Develop a compiler using java: code implementation Thompson constructor 1, input text preprocessing
This program is the first step of building and implementing Thompson. Input text preprocessing. The code in this section can be extracted from the attachment of the cloud class.
The directory structure of this Code is as follows:
The purpose of our program is to convert the regular expression in the text format to the nfa in the linked list, that is, the text:
D [0-9]
{D} + return ICON
({D} + | {D} * \. {D} + | {D} + \. {D} *) (e {D} +)
Convert
Before conversion, We need to pre-process the text. In the above text, there are actually two different parts. The first part is called macro definition:
D [0-9]
Just like the macro definition in C language, the macro should be replaced before the code is compiled. before conversion, we also need to replace the macro in the regular expression, that is
{D} + return ICON
({D} + | {D} * \. {D} + | {D} + \. {D} *) (e {D} +)
Convert:
{[0-9]} + returnICON
([0-9] + | [0-9] * \. [0-9] + | [0-9] + \. [0-9] *) (e [0-9] +)
That is, replace double brace D with [0-9].
The conversion of a macro definition seems to be simply a replacement of a string, but it has a difficulty in processing a set of macro definitions. For example:
D [0-9]
A [a-z]
AD {D} | {}
{AD} \. {AD} +
As you can see, in macro definition AD, its own definition needs to be composed of other macro definitions (D and ),
After macro AD is replaced, replace D and A. That is, replace them into two parts.
1. Replace {AD} \. {AD} + with ({D} | {A}) \. ({D} | {A}) +
2. by ({D} | {})\. ({D} | {A}) + Replace with ([0-9] | [a-z]) \. ([0-9] | [a-z]) +
Therefore, when replacing the macro definition, you need to be careful when dealing with such a set, the set may even be very multi-layer.
The macro definition consists of the following methods:
Name <a series of spaces> macro-defined content <a series of spaces or line breaks>
Therefore, the program parses macro definitions according to the above format. macro definition Parsing is handled by MacroHandler:
We use a hash table macroMap to store all macro definitions. If two macros have the same name, the next Macro will overwrite the previous one. The input system is inputSystem and the macro definition content will be obtained from the console, call the newMacro function to parse the input content (call up elipse ).
NewMacro functions construct macro definitions by parsing a line of content read from the console. First, ignore spaces and empty rows until the first meaningful character is met. Starting from the first character, according to the macro definition format, we need to construct the macro definition name and combine all character sets until spaces are encountered, the character string of the set is the macro-defined name.
The valid content is the macro definition content after the macro definition name, which is collected, put into the macroContent variable, and put the macro definition name as the key into the hash table.

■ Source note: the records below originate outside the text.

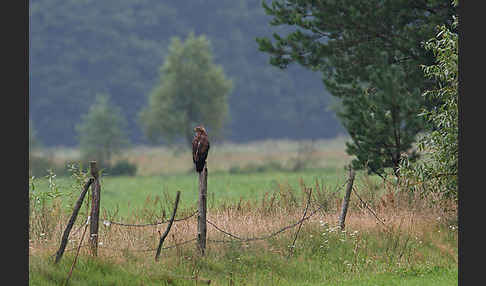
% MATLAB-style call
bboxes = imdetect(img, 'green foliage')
[76,94,129,168]
[29,119,40,151]
[338,60,425,177]
[257,0,454,176]
[403,9,459,199]
[140,33,232,144]
[104,160,137,176]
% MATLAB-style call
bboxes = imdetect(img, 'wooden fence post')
[54,178,93,264]
[89,161,101,256]
[197,166,208,255]
[339,166,354,230]
[155,191,181,261]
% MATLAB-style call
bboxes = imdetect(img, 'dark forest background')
[29,0,345,146]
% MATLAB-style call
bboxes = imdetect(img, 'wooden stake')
[89,161,101,256]
[155,191,181,261]
[54,178,94,264]
[197,166,208,255]
[339,167,355,230]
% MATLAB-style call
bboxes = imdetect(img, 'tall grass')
[29,170,457,285]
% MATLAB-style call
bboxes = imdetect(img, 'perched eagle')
[192,126,209,173]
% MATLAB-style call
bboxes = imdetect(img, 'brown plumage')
[192,126,209,173]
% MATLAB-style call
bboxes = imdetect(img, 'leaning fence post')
[54,178,93,263]
[89,161,101,256]
[197,166,208,255]
[339,166,354,230]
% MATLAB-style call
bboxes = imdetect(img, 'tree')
[76,94,129,167]
[29,119,40,155]
[140,32,232,145]
[402,6,459,199]
[257,0,454,176]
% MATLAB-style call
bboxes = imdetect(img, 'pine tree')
[257,0,455,176]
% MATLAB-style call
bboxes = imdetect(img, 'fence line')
[206,203,323,242]
[103,210,198,227]
[99,238,197,252]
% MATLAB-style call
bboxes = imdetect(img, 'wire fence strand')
[103,210,198,227]
[206,203,323,243]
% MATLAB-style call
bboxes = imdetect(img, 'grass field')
[29,138,458,286]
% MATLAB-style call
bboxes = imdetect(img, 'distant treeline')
[29,0,344,146]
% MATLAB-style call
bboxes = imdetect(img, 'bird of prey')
[192,126,209,173]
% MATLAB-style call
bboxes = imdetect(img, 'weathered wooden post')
[155,191,181,261]
[197,166,208,255]
[54,178,93,264]
[89,161,101,256]
[339,166,354,230]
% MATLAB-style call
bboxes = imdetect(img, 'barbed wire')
[206,203,323,243]
[98,238,197,252]
[103,210,198,227]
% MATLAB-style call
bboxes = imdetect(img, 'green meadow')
[29,139,458,286]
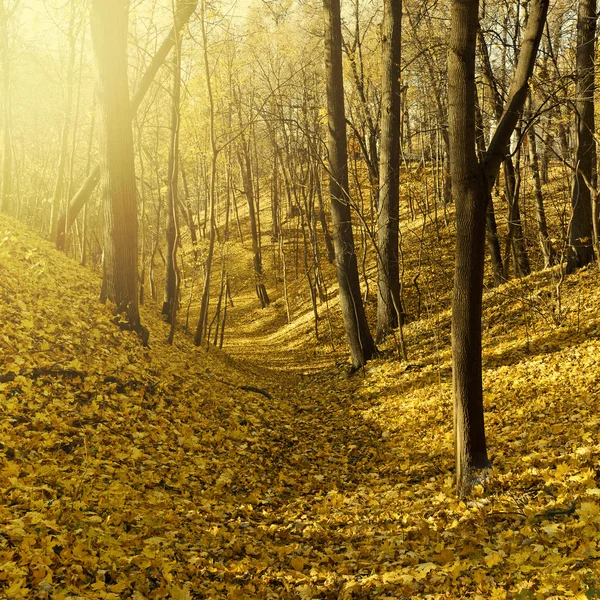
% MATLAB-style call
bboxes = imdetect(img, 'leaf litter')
[0,216,600,600]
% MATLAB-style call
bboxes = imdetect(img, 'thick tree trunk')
[91,0,148,342]
[377,0,402,341]
[55,0,198,250]
[448,0,489,494]
[567,0,598,273]
[448,0,548,495]
[323,0,377,369]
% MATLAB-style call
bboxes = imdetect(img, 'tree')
[194,0,218,346]
[567,0,598,273]
[377,0,402,341]
[56,0,198,250]
[91,0,148,342]
[448,0,548,495]
[162,29,181,332]
[0,0,12,212]
[323,0,377,369]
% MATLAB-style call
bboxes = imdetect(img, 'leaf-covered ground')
[0,217,600,600]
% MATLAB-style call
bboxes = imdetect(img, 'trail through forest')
[0,216,600,600]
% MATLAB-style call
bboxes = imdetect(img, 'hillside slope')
[0,216,600,600]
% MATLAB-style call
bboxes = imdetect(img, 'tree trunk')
[323,0,377,369]
[448,0,489,494]
[0,0,13,212]
[91,0,148,343]
[162,39,181,343]
[567,0,597,273]
[448,0,548,495]
[50,5,77,242]
[55,0,198,250]
[194,0,219,346]
[527,105,555,269]
[377,0,402,342]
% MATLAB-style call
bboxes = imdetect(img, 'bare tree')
[377,0,402,342]
[567,0,598,273]
[323,0,377,369]
[448,0,548,495]
[91,0,148,342]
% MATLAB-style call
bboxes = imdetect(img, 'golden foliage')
[0,217,600,600]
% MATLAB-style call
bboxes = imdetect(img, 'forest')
[0,0,600,600]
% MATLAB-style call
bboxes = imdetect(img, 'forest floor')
[0,216,600,600]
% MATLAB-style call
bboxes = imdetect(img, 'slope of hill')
[0,216,600,600]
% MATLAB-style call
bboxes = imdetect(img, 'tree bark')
[377,0,402,342]
[323,0,377,369]
[50,5,77,242]
[448,0,548,495]
[567,0,598,273]
[91,0,148,342]
[194,0,219,346]
[162,39,181,343]
[56,0,198,250]
[0,0,13,212]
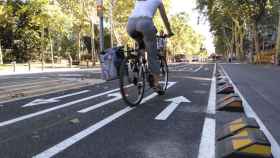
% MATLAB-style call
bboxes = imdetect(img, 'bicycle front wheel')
[120,59,145,107]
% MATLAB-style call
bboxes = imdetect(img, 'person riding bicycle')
[157,30,167,57]
[127,0,173,92]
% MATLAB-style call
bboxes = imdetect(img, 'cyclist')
[157,30,167,58]
[127,0,173,94]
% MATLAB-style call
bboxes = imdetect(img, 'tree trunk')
[50,38,54,68]
[91,20,96,66]
[252,21,260,54]
[239,26,245,61]
[275,10,280,65]
[78,30,81,62]
[0,42,3,64]
[234,24,241,60]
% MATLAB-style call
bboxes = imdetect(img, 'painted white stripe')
[193,65,203,72]
[33,107,134,158]
[221,65,280,158]
[207,64,217,115]
[78,93,122,113]
[198,64,217,158]
[33,83,175,158]
[51,90,90,99]
[155,103,179,120]
[0,88,123,127]
[198,118,216,158]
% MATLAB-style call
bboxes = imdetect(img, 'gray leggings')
[127,17,160,74]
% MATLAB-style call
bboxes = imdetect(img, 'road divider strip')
[198,64,217,158]
[218,65,280,158]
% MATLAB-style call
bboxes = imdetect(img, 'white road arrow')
[155,96,191,120]
[22,90,89,108]
[78,92,122,113]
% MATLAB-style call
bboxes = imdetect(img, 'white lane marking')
[0,88,123,127]
[207,64,217,114]
[198,118,216,158]
[78,93,122,113]
[33,107,134,158]
[22,90,89,108]
[193,65,203,72]
[33,83,176,158]
[155,96,191,120]
[221,65,280,158]
[198,64,217,158]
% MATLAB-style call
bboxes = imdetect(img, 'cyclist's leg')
[136,18,160,86]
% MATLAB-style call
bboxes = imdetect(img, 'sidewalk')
[0,67,100,76]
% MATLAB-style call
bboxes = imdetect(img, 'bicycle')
[119,44,168,107]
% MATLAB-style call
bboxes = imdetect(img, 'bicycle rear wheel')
[120,59,145,107]
[159,56,168,91]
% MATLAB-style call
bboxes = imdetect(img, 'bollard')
[28,61,31,72]
[11,61,16,72]
[42,62,45,71]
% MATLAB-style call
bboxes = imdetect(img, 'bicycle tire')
[119,58,146,107]
[160,56,169,91]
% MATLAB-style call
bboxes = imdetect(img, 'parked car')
[174,54,189,62]
[192,57,199,62]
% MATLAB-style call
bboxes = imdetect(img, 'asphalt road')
[0,64,214,158]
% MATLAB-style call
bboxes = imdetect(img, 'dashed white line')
[0,88,123,127]
[33,83,175,158]
[193,65,203,72]
[221,65,280,158]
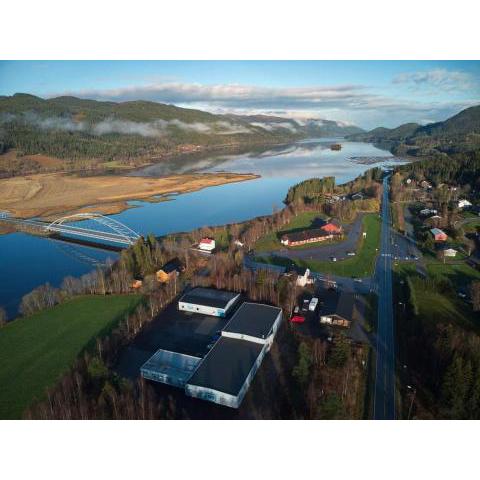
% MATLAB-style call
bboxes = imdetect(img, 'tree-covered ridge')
[0,93,359,176]
[349,106,480,156]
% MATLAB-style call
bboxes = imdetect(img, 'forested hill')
[348,105,480,156]
[0,93,359,176]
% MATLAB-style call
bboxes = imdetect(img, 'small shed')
[430,228,448,242]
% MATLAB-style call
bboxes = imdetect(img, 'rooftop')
[180,287,240,308]
[187,337,264,395]
[160,258,182,273]
[223,303,281,338]
[282,228,329,242]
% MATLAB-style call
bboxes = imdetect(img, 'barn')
[178,287,240,317]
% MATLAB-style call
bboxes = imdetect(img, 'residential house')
[280,228,333,247]
[457,198,472,208]
[297,268,315,287]
[320,292,355,328]
[430,228,448,242]
[198,238,215,253]
[156,258,184,283]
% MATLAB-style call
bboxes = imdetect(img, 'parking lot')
[116,301,236,379]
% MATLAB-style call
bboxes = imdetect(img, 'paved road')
[259,213,364,260]
[373,177,395,420]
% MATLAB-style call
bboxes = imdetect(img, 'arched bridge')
[0,212,140,246]
[45,213,140,245]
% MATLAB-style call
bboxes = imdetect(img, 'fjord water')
[0,139,404,317]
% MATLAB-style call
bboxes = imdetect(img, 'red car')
[290,315,305,323]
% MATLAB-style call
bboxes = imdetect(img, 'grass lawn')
[257,213,381,277]
[0,295,141,419]
[254,212,326,253]
[427,262,480,287]
[408,278,480,333]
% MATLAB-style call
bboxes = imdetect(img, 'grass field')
[0,295,141,419]
[427,262,480,287]
[254,212,326,253]
[257,214,381,277]
[406,282,480,333]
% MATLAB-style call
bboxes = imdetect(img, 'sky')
[0,60,480,129]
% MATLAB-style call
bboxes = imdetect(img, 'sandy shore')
[0,173,258,219]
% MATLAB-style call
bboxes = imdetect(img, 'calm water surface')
[0,139,404,316]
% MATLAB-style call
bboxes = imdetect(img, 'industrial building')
[222,302,282,345]
[141,300,282,408]
[178,287,240,317]
[185,336,267,408]
[320,292,355,328]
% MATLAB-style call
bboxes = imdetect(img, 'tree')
[470,280,480,312]
[441,353,468,419]
[0,307,7,328]
[292,342,312,387]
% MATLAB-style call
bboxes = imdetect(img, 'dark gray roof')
[320,291,355,321]
[223,303,281,338]
[180,287,240,308]
[282,228,330,242]
[187,337,264,395]
[161,258,182,273]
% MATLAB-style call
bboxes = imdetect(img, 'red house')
[430,228,448,242]
[320,222,342,235]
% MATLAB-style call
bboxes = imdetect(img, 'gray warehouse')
[178,287,240,317]
[141,300,282,408]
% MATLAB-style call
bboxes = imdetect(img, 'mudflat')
[0,173,258,219]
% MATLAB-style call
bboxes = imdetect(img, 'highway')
[373,176,395,420]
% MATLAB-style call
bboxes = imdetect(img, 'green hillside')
[348,106,480,156]
[0,295,141,420]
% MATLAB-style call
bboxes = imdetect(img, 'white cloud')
[393,68,474,92]
[41,75,478,128]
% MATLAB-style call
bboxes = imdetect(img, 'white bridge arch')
[45,213,140,245]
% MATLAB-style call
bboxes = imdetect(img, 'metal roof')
[223,303,282,338]
[187,337,264,396]
[180,287,240,308]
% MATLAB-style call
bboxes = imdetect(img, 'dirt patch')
[0,173,258,218]
[22,154,64,169]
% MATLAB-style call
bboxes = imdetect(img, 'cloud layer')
[0,112,251,137]
[52,74,479,129]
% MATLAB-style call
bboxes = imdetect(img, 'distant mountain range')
[0,93,363,167]
[348,105,480,156]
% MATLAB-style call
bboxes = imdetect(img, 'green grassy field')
[0,295,141,419]
[254,212,326,253]
[257,214,381,277]
[406,276,480,333]
[427,262,480,287]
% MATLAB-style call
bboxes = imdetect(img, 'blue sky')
[0,61,480,128]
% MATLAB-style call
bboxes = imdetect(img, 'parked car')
[302,299,310,312]
[290,315,305,323]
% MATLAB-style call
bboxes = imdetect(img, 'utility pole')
[407,385,417,420]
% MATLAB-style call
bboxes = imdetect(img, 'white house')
[458,198,472,208]
[443,248,457,257]
[297,268,315,287]
[198,238,215,252]
[420,208,437,217]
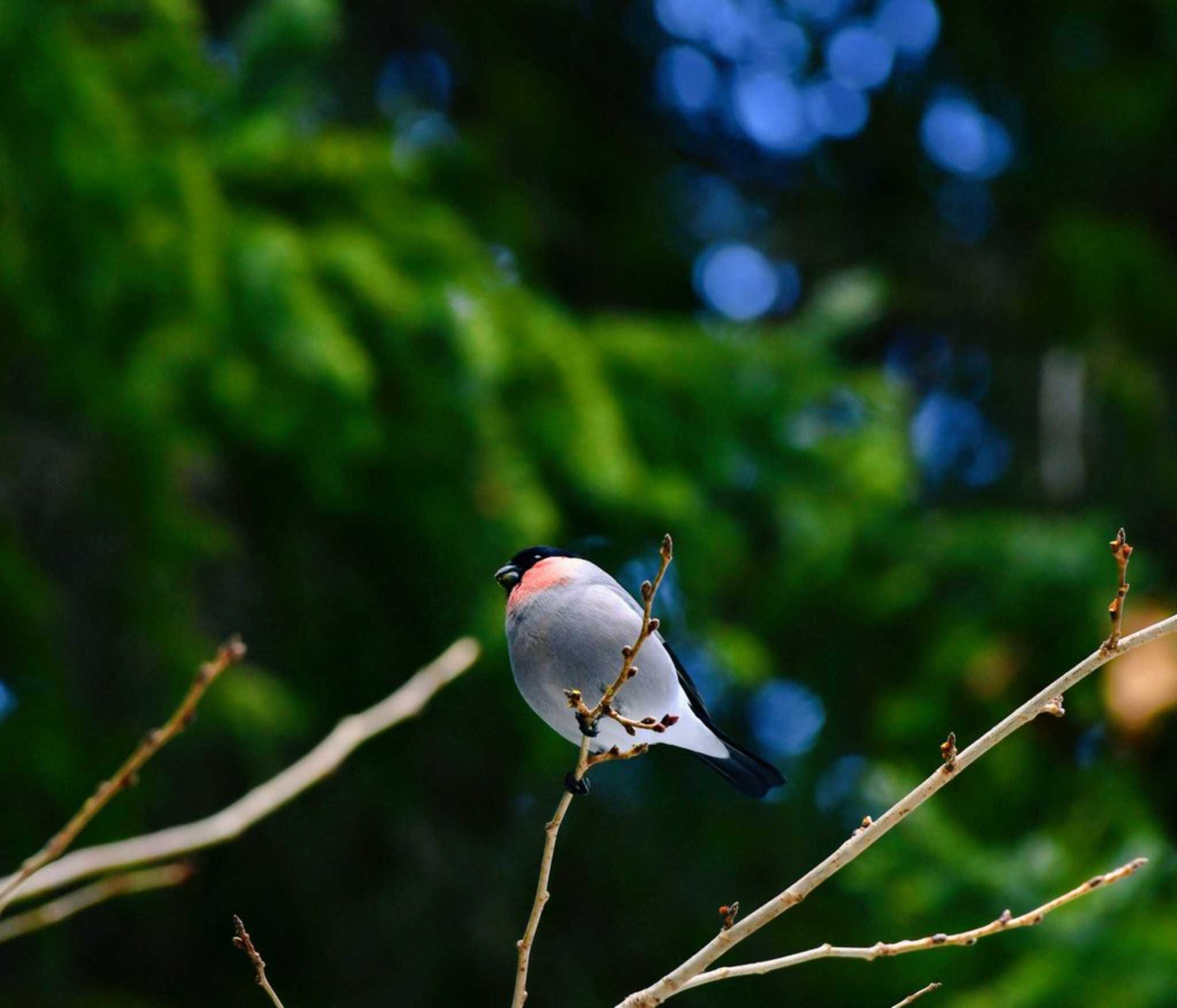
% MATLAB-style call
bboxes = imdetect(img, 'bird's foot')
[577,710,600,738]
[564,770,588,797]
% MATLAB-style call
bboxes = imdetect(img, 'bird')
[494,547,785,798]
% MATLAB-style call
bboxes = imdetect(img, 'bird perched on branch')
[494,538,785,798]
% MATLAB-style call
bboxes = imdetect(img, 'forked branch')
[618,536,1177,1008]
[891,981,940,1008]
[0,861,192,942]
[680,857,1148,1003]
[0,636,245,914]
[0,637,479,899]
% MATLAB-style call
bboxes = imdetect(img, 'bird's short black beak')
[494,564,522,591]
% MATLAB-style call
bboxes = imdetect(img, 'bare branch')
[233,914,283,1008]
[0,636,245,914]
[511,533,678,1008]
[0,862,192,942]
[618,532,1177,1008]
[0,637,479,899]
[891,980,940,1008]
[511,735,588,1008]
[679,857,1148,1003]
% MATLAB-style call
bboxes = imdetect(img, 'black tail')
[694,737,785,798]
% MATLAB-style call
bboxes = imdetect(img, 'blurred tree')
[0,0,1177,1008]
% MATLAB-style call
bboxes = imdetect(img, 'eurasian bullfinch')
[494,547,785,798]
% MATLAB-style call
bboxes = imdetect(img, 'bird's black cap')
[494,547,575,591]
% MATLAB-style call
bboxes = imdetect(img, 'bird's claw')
[577,711,600,738]
[564,770,588,797]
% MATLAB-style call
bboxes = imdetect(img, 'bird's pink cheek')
[507,557,572,609]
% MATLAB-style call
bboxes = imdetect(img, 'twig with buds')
[0,636,245,914]
[577,532,675,728]
[618,536,1177,1008]
[1103,529,1132,651]
[679,857,1148,1003]
[233,914,283,1008]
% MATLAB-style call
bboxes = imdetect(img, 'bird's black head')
[494,547,575,594]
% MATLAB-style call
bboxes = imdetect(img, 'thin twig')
[511,533,678,1008]
[0,861,192,942]
[511,735,588,1008]
[1104,529,1132,651]
[618,532,1177,1008]
[233,914,283,1008]
[0,636,245,914]
[578,532,675,728]
[891,980,940,1008]
[680,857,1148,1000]
[0,637,479,899]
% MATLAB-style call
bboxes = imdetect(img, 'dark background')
[0,0,1177,1008]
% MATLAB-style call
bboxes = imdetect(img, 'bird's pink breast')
[507,557,575,609]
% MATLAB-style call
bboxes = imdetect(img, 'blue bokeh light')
[392,112,458,163]
[747,17,812,76]
[749,679,825,756]
[732,71,817,155]
[919,95,1013,179]
[909,391,1011,487]
[772,260,802,314]
[375,49,453,119]
[805,80,871,138]
[813,752,866,815]
[825,22,894,90]
[694,243,780,321]
[656,46,719,113]
[788,0,851,25]
[875,0,940,56]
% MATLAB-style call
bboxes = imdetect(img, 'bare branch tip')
[719,899,739,932]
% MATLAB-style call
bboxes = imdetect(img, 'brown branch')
[0,636,245,914]
[618,532,1177,1008]
[0,637,479,899]
[233,914,283,1008]
[679,857,1148,990]
[0,862,192,942]
[511,533,678,1008]
[891,980,940,1008]
[511,735,588,1008]
[1103,529,1132,651]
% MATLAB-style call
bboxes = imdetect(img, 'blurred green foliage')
[0,0,1177,1008]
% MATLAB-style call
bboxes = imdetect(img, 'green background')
[0,0,1177,1008]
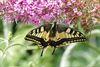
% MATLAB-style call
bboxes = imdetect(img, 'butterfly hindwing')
[25,23,87,55]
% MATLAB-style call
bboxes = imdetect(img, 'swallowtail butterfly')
[25,22,87,56]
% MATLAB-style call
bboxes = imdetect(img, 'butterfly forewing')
[25,24,87,55]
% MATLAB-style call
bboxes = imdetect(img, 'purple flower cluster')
[0,0,62,24]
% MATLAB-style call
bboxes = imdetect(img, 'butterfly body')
[25,22,86,55]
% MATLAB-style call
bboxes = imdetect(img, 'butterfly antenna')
[41,47,44,56]
[52,47,56,55]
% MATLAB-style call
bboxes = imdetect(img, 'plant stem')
[3,20,9,47]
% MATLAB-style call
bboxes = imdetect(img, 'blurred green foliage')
[0,20,100,67]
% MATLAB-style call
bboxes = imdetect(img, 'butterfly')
[25,22,87,56]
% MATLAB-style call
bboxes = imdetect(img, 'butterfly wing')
[25,24,52,47]
[55,24,87,47]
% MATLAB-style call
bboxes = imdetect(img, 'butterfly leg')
[52,47,56,55]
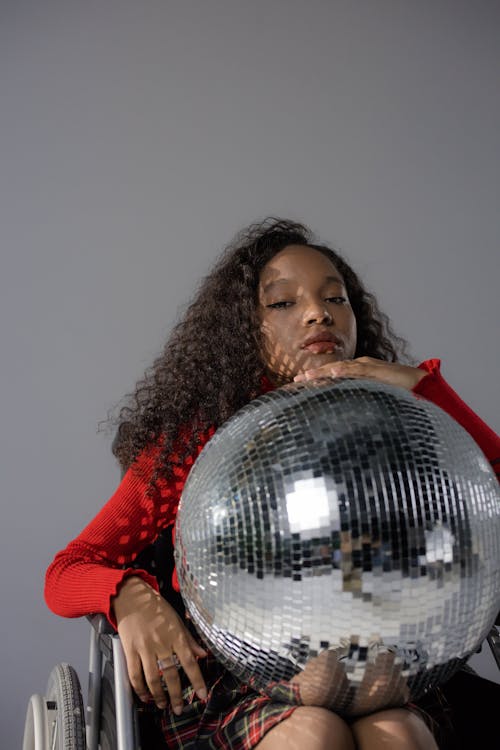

When parsing a regular expression, you need to replace the macro, that is, by specifying the macro name to get the macro content. The interface expandMacro needs to get the macro content:
Replace the text of a regular expression:
In the code, we use the RegularExpressionHandler class to replace the regular expression input. The basic process is to read the regular expression text and parse the read content, if the {} symbol is included in the content, the program confirms that macro replacement is required, and the string in {} is given in advance as the macro definition name, and the macro definition content is obtained through the aforementioned interface expandMacro, replace with the expected content. If there is a macro definition after the replacement, repeat the replacement process. The code for this class is as follows:
(Call out eclipse)
Input is the input system used to obtain the input of a regular expression. macroHandler is the macro definition processor we mentioned above. This class stores all pre-processed Regular Expressions in an array for later programs. After a series of initialization is complete, call processRegularExprs to start the regular expression preprocessing process.
PreProcessExpr reads the entered regular expression character by character. Once the left bracket {is encountered, it is ready to begin macro replacement, but if the left bracket {is in double quotation marks, for example, ["{}"], brackets {are treated as common characters without replacement. If they are not in double quotation marks, macro replacement is performed.
It extracts strings in {And} and serves as macro-defined names. The extraction process is implemented through the extractMacroNameFromInput interface. After obtaining the macro name, it calls expandMacro to perform the replacement operation.
ExpandMacro obtains the macro definition content from macroHandler. Since the macro definition may be set, you need to determine whether other macro definitions are nested in the macro definition after obtaining the content. indexOf ("{"} is used to determine whether a macro definition is a set. If there is a set, extract the content in {} and replace the macro definition, after replacement, check whether there is another set. continue until there is no set of macro definition.
When judging the macro definition, some checks are made. If the brackets {but no corresponding} are encountered, it indicates that the input is incorrect and the error information is printed.
In this section, we only briefly introduce the Code. In the next section, I will run debugging to further demonstrate the code process so that you can better understand the code.